The problem is that the majority of loan mods are lousy deals for homeowners. Federal banking regulators recently determined that more than half of all mortgages that were modified by lenders in early 2008 ended up heading into foreclosure again in less than six months. Most loan modifications, in fact, dig borrowers deeper into debt.
Like many other former mortgage brokers, Shawn Kolahi of Irvine, Calif., now runs a company licensed by the state of California to help borrowers negotiate loan modifications. His company, Loan Processing Center Inc., employs nearly 80 sales reps and case processors in a sleek office in Irvine. Up through 2007, Irvine was the subprime lending capital of America, home to infamous powerhouses like Ameriquest and New Century. For a fee of several thousand dollars, Kolahi's company pores through loan files; assembles financial documents from borrowers; haggles with lenders -- the kind of vital scrutiny that these borrowers' mortgage brokers didn't provide in the first place. The brokers at the Loan Processing Center are now working in reverse. In seeking mortgages on behalf of borrowers, they used to provide a bare minimum of evidence to lenders that applicants could make a monthly mortgage payment. Now the brokers spend their days trying to prove that borrowers can't make their loan payments, and need to renegotiate their mortgages.

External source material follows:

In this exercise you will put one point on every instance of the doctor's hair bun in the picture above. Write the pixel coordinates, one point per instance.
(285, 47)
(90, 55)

"We had to try to stay alive," explains account executive Sam Carlson, who recruits brokers from across the country to join the operation. He formerly worked at a mortgage brokerage. Now his new company blitzes homeowners who have subprime and other high-risk mortgages with junk mail and telemarketing calls. Carlson reports that Loan Processing Center has worked with some 1,700 clients so far. "We're the biggest," he boasts.